Model retry
Retries are not an agent framework feature. They are error policy around one stream.
This recipe shows the retry shape inline in a normal loop body: retry transient provider failures with exponential backoff, while letting semantic or permanent failures cross the boundary immediately.
Scenario. A streamed model turn hits RateLimited, Unavailable, or
Timeout. Wait a bit and try again. If the failure is ContentFiltered,
AuthFailed, InvalidRequest, or another non-transient error, fail loudly
instead of burning retries.
The Design Move
Stream.retry retries any failure it sees. The trick is to make sure it only
sees failures you actually want retried.
The stream is temporarily lifted into a small local union:
- model events become
{ _tag: "Event", event }; - retryable errors fail as
Retryable; - non-retryable errors become
{ _tag: "Terminal", cause }, a value that escapes the retry layer.

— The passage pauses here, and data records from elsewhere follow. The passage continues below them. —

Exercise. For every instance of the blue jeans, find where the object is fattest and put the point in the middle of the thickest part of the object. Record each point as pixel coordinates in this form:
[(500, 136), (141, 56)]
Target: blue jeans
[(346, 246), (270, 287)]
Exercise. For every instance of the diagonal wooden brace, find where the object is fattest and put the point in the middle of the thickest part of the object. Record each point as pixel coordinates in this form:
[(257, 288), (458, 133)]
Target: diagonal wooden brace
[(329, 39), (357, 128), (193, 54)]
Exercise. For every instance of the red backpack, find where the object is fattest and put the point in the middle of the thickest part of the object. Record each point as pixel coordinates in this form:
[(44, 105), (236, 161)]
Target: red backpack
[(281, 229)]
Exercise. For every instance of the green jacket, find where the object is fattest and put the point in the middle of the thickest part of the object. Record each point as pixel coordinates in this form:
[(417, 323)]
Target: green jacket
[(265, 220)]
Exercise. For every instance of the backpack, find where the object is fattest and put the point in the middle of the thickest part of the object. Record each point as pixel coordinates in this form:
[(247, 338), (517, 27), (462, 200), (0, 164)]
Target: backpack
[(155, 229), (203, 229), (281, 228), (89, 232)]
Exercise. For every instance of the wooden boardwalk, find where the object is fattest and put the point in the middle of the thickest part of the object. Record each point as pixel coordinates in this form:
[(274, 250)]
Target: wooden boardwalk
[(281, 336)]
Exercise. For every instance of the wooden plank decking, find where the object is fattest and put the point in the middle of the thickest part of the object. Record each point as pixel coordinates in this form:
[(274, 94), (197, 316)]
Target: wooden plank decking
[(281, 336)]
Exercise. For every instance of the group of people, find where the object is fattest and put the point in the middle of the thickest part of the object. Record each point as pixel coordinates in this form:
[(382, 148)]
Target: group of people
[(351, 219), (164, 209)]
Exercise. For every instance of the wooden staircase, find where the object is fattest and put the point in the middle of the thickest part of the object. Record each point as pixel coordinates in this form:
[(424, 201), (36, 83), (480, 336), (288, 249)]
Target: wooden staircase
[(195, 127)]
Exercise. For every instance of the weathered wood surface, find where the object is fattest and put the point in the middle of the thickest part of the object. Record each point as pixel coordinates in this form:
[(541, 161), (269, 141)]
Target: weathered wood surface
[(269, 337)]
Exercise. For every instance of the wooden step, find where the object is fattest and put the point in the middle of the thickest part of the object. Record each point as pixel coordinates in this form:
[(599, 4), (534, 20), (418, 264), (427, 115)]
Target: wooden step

After the retry schedule finishes, the recipe unwraps everything back into the
plain Stream<TurnEvent, AiError> the rest of the loop expects.
The retryable set
Three AiError tags get retried. Everything else propagates as-is.
| Tag | Retried? | Why |
|---|---|---|
RateLimited | ✓ | transient — provider is asking us to wait |
Unavailable | ✓ | transient — transport / 5xx / DNS |
Timeout | ✓ | transient — slow request |
ContentFiltered | ✗ | the request itself was rejected |
AuthFailed | ✗ | wrong key / wrong scope — won’t fix itself |
InvalidRequest | ✗ | schema / arg error — won’t fix itself |
ContextLengthExceeded | ✗ | needs compaction, not a retry |
Cancelled | ✗ | caller asked for it |
IncompleteTurn | ✗ | provider broke contract |
GenerationFailed | ✗ | mid-generation provider error |
The pipeline
streamTurn(req).pipe( Stream.map((event): Item => ({ _tag: "Event", event })), Stream.catchIf( isRetryable, (cause) => Stream.fail(new Retryable({ cause })), // retried (cause) => Stream.succeed<Item>({ _tag: "Terminal", cause }), // escapes retry ), Stream.retry(backoff), Stream.catchTag("Retryable", (e) => Stream.fail(e.cause)), Stream.flatMap((item) => item._tag === "Event" ? Stream.succeed(item.event) : Stream.fail(item.cause), ),)Reading the pipeline:
- Keep normal turn events as values.
- Convert only retryable provider errors into the failure type consumed by
Stream.retry. - Smuggle non-retryable errors past the retry layer as terminal values.
- Restore the original
AiErrorchannel before handing the stream downstream.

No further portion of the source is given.